La rencontre est aussi censée faire avancer l'ambition de concurrencer «l'hégémonie» occidentale, au moment où Moscou gagne militairement du terrain en Ukraine et a forgé des alliances étroites avec les plus grands adversaires ou concurrents des Etats-Unis: la Chine, l'Iran et la Corée du Nord.
«Nous croyons que les conflits ont vocation à être résolus uniquement pacifiquement. Nous soutenons totalement les efforts pour restaurer rapidement la paix et la stabilité», a déclaré le dirigeant indien face au président russe. M. Modi a expliqué être «en contact permanent» avec Vladimir Poutine, lequel a salué «le partenariat stratégique» entre la Russie et l'Inde, un pays critiqué par les Occidentaux pour acheter de grandes quantités de pétrole russe depuis 2022.
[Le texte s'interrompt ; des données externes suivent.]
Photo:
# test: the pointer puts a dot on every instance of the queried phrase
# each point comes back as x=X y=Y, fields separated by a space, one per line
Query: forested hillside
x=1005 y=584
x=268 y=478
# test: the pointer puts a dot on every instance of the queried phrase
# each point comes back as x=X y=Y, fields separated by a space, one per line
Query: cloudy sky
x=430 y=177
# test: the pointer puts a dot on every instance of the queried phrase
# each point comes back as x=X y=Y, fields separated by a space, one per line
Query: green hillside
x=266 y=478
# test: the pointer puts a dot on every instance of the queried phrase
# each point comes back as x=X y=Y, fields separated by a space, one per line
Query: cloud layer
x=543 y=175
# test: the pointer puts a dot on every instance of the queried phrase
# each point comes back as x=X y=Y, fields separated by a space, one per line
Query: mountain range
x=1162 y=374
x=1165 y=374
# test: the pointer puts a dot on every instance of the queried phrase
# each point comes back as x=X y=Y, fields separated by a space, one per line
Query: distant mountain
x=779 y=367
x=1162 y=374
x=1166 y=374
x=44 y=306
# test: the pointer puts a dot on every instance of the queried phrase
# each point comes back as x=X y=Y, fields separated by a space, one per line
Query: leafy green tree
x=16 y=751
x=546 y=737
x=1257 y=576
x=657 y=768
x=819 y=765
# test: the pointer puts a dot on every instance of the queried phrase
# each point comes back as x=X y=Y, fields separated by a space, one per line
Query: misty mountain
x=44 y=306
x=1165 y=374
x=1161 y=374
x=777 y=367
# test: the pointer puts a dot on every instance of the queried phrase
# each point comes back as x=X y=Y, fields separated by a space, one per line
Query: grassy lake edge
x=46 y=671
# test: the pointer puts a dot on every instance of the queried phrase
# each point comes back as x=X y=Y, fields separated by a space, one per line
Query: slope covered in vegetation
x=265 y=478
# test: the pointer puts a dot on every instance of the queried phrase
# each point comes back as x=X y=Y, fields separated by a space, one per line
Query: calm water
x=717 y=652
A cet égard, le président sud-africain Cyril Ramaphosa lui a donné un motif de satisfaction, en qualifiant devant son homologue la Russie «d'allié» et d'«ami précieux». M. Poutine lui a répondu vouloir encore «renforcer les relations avec les pays du continent africain», où Moscou avance ses pions, notamment via l'envoi de mercenaires et de «conseillers».
Contre l'hégémonie du dollar
L'Ukraine sera également au menu jeudi avec une rencontre annoncée par le Kremlin entre Vladimir Poutine et Antonio Guterres, le secrétaire général de l'ONU. L'ONU n'a toutefois pas confirmé cette rencontre, la première en Russie entre les deux hommes depuis avril 2022, dans la foulée du début de l'attaque russe contre l'Ukraine.
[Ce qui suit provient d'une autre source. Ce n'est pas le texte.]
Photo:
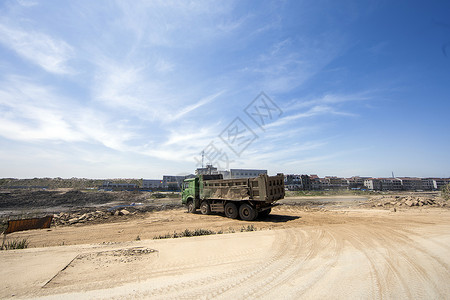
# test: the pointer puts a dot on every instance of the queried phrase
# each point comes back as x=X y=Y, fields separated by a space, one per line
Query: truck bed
x=262 y=188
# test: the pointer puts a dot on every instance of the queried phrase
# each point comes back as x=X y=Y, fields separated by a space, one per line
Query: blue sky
x=138 y=89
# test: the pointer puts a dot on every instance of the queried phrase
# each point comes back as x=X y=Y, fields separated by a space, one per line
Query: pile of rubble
x=405 y=201
x=65 y=218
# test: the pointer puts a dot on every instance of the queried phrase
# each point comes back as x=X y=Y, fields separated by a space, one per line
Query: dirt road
x=296 y=254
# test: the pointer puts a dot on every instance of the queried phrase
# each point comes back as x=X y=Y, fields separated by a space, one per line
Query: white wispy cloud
x=49 y=53
x=195 y=106
x=32 y=112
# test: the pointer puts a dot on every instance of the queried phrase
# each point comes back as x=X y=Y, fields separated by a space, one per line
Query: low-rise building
x=411 y=183
x=293 y=182
x=391 y=184
x=372 y=184
x=153 y=184
x=246 y=173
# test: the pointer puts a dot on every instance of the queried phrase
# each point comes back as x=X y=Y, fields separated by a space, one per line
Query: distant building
x=372 y=184
x=172 y=183
x=293 y=182
x=337 y=183
x=356 y=182
x=152 y=184
x=246 y=173
x=411 y=183
x=108 y=185
x=208 y=170
x=391 y=184
x=306 y=182
x=439 y=183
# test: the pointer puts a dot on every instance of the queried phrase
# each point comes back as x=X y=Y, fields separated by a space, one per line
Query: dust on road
x=296 y=253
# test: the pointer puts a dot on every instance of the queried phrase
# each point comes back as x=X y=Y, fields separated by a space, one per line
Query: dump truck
x=247 y=198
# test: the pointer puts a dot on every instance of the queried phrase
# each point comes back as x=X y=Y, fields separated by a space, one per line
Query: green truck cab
x=246 y=198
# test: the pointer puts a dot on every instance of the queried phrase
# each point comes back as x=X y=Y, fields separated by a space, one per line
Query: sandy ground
x=296 y=253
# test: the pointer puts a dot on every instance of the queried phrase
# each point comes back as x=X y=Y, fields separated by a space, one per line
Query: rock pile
x=74 y=218
x=94 y=216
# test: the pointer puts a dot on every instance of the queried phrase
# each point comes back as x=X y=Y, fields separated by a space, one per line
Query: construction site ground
x=340 y=247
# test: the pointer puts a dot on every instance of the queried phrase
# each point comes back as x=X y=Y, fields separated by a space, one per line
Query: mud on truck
x=247 y=198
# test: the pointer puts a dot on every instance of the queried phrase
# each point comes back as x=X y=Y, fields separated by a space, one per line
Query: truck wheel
x=205 y=208
x=247 y=213
x=265 y=213
x=231 y=210
x=191 y=207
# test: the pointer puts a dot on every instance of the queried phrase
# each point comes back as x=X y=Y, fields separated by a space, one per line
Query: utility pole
x=203 y=157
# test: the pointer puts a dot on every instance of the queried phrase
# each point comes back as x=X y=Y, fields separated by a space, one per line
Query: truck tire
x=205 y=208
x=191 y=207
x=265 y=213
x=231 y=210
x=247 y=213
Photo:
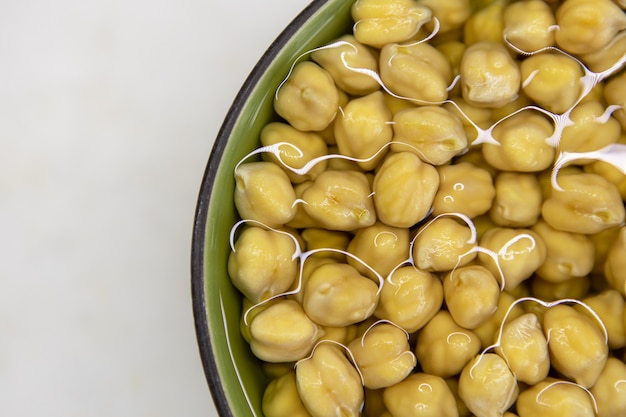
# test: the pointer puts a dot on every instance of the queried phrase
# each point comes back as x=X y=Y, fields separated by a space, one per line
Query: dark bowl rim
x=204 y=197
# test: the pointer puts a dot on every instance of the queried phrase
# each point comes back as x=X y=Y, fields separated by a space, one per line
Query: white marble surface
x=108 y=110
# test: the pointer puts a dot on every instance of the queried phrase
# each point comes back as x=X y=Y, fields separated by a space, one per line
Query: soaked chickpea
x=434 y=224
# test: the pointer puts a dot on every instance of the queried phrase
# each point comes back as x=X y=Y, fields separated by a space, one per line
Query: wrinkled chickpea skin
x=424 y=202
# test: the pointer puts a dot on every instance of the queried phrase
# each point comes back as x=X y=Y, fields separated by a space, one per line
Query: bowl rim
x=203 y=202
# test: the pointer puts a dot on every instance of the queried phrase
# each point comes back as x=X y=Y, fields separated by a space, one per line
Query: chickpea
x=463 y=189
x=451 y=14
x=568 y=254
x=606 y=58
x=404 y=188
x=471 y=294
x=615 y=266
x=585 y=203
x=586 y=26
x=487 y=386
x=328 y=383
x=553 y=398
x=262 y=263
x=552 y=80
x=525 y=349
x=615 y=94
x=443 y=244
x=610 y=173
x=443 y=347
x=301 y=219
x=380 y=22
x=381 y=247
x=528 y=25
x=383 y=356
x=518 y=199
x=589 y=131
x=602 y=243
x=485 y=24
x=340 y=60
x=609 y=306
x=340 y=200
x=337 y=295
x=264 y=193
x=282 y=332
x=522 y=144
x=299 y=148
x=609 y=390
x=489 y=76
x=410 y=298
x=489 y=330
x=420 y=394
x=577 y=346
x=519 y=252
x=418 y=72
x=363 y=128
x=433 y=133
x=308 y=99
x=281 y=398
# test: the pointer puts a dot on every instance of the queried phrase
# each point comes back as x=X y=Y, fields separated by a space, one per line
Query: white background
x=108 y=110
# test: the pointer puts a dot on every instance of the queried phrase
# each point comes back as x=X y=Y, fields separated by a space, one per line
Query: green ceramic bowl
x=235 y=377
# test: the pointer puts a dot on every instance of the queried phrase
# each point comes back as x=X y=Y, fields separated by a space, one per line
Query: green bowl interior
x=234 y=374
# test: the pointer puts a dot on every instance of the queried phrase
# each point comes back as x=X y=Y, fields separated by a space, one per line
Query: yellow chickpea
x=421 y=393
x=489 y=76
x=528 y=25
x=363 y=128
x=404 y=189
x=525 y=349
x=465 y=189
x=283 y=333
x=518 y=199
x=589 y=131
x=341 y=60
x=383 y=356
x=615 y=266
x=585 y=203
x=380 y=22
x=522 y=144
x=471 y=294
x=296 y=149
x=410 y=298
x=309 y=99
x=487 y=386
x=417 y=72
x=381 y=247
x=577 y=346
x=610 y=389
x=337 y=295
x=433 y=133
x=552 y=398
x=568 y=254
x=340 y=200
x=443 y=347
x=443 y=244
x=262 y=263
x=328 y=383
x=518 y=254
x=586 y=26
x=264 y=193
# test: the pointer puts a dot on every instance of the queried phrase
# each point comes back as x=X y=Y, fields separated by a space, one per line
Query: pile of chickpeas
x=435 y=225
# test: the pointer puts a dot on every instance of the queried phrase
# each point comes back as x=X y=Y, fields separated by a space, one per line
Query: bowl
x=234 y=375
Après le Premier ministre indien et dans cette même ligne de volonté de concurrencer «l'hégémonie» occidentale, Vladimir Poutine doit rencontrer le président chinois Xi Jinping à l'occasion de ce sommet. Vladimir Poutine a entamé mardi son marathon diplomatique par un entretien avec la présidente brésilienne de la Nouvelle banque de développement, Dilma Rousseff.
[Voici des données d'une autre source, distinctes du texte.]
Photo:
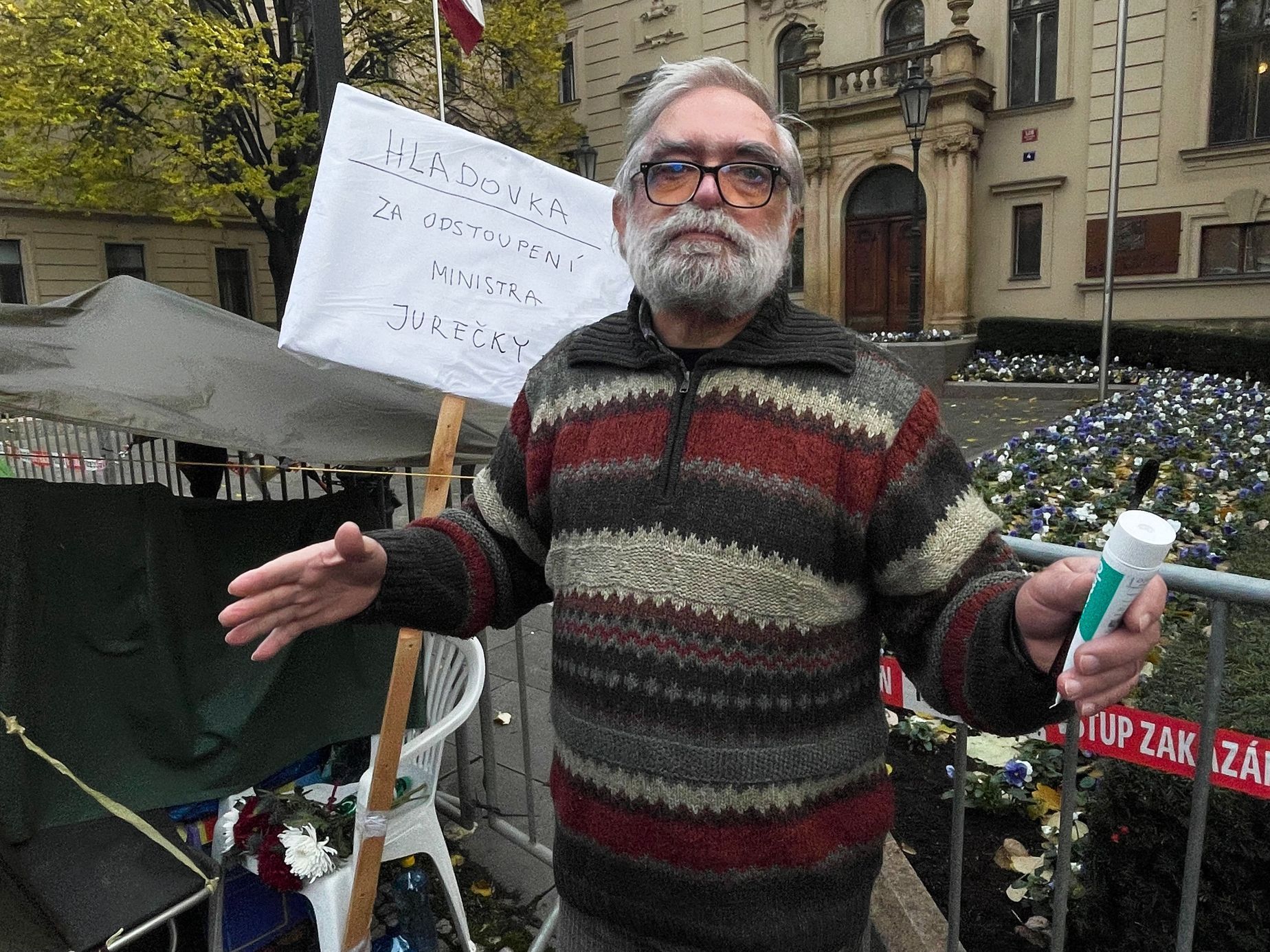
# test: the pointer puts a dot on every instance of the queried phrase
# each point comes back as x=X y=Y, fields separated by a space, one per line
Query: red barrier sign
x=1238 y=760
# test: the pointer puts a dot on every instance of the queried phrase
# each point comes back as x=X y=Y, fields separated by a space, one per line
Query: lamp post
x=585 y=158
x=915 y=100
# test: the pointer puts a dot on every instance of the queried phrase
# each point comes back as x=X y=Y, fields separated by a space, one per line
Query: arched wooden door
x=878 y=216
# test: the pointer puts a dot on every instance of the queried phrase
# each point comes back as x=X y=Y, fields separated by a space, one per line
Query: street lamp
x=915 y=100
x=585 y=158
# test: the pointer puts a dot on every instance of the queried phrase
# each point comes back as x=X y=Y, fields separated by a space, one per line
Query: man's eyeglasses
x=741 y=184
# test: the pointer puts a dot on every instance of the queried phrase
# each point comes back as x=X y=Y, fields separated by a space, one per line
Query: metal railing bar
x=1221 y=617
x=530 y=810
x=548 y=931
x=47 y=444
x=79 y=451
x=167 y=464
x=1179 y=578
x=463 y=754
x=454 y=808
x=1066 y=826
x=489 y=758
x=957 y=839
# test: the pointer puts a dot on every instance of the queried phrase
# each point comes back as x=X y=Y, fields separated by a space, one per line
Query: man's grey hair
x=673 y=80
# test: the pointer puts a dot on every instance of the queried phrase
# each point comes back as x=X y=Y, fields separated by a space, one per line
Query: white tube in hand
x=1132 y=558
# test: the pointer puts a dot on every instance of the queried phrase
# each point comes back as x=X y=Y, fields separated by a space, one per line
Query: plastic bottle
x=1132 y=558
x=416 y=922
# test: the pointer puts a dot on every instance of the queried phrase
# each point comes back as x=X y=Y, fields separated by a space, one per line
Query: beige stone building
x=1014 y=164
x=46 y=256
x=1015 y=158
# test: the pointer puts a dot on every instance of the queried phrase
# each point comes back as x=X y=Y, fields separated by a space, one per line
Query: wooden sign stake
x=366 y=876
Là encore, une même volonté de faire avancer sa vision d'un monde multipolaire, sur le plan économique cette fois. Le président russe a répété son souhait d'une augmentation des «règlements en monnaies nationales» entre les pays Brics, ce qui «réduira les risques géopolitiques», selon lui. En butte aux sanctions économiques occidentales et avec ses principales banques exclues de la plateforme de paiement international Swift, la Russie plaide pour la mise en place d'un système alternatif pour faire pièce à l'hégémonie du dollar.
Le chef de l'Etat russe s'entretiendra mercredi avec le président turc Recep Tayyip Erdogan - dont le pays, membre de l'Otan, a demandé à rejoindre les Brics - et avec le président iranien Massoud Pezeshkian. Le président brésilien Luiz Inácio Lula da Silva a pour sa part annulé dimanche son déplacement en raison d'une blessure et interviendra en visioconférence, selon la présidence brésilienne.
«Alternative»
Visé par un mandat d'arrêt émis par la Cour pénale internationale en mars 2023 en raison de la déportation d'enfants ukrainiens, dont Kiev accuse Moscou (qui rejette ces accusations), Vladimir Poutine est limité dans ses déplacements à l'étranger.
Pour ce grand raout diplomatique qu'il décrit comme «l'événement diplomatique le plus important jamais organisé en Russie», le Kremlin juge «crucial» de démontrer qu'«il y a une alternative aux pressions occidentales (...) et que le monde multipolaire est une réalité», relève l'analyste politique russe Konstantin Kalatchev.
Moscou présente son assaut contre l'Ukraine non pas comme une guerre de conquête, malgré ses nouvelles annexions revendiquées de régions ukrainiennes après celle de la Crimée en 2014, mais comme un conflit provoqué par l'hégémonisme américain. Pour les Occidentaux et le président ukrainien Volodymyr Zelensky, la Russie est au contraire dans une logique de domination de ses voisins, et cherche à imposer une loi du plus fort à l'échelle internationale.
Comptant quatre membres (Brésil, Russie, Inde, Chine) à sa création en 2009, le bloc des Brics a intégré l'Afrique du Sud en 2010, tirant ainsi son nom des initiales de ces Etats en anglais. Il a été rejoint cette année par quatre pays (Ethiopie, Iran, Egypte et Emirats arabes unis). Seule ombre au tableau, l'absence à Kazan du prince héritier Mohammed ben Salmane, dirigeant de facto de l'Arabie saoudite, ce qui alimente les spéculations sur d'éventuelles dissensions entre les deux poids lourds énergétiques mondiaux.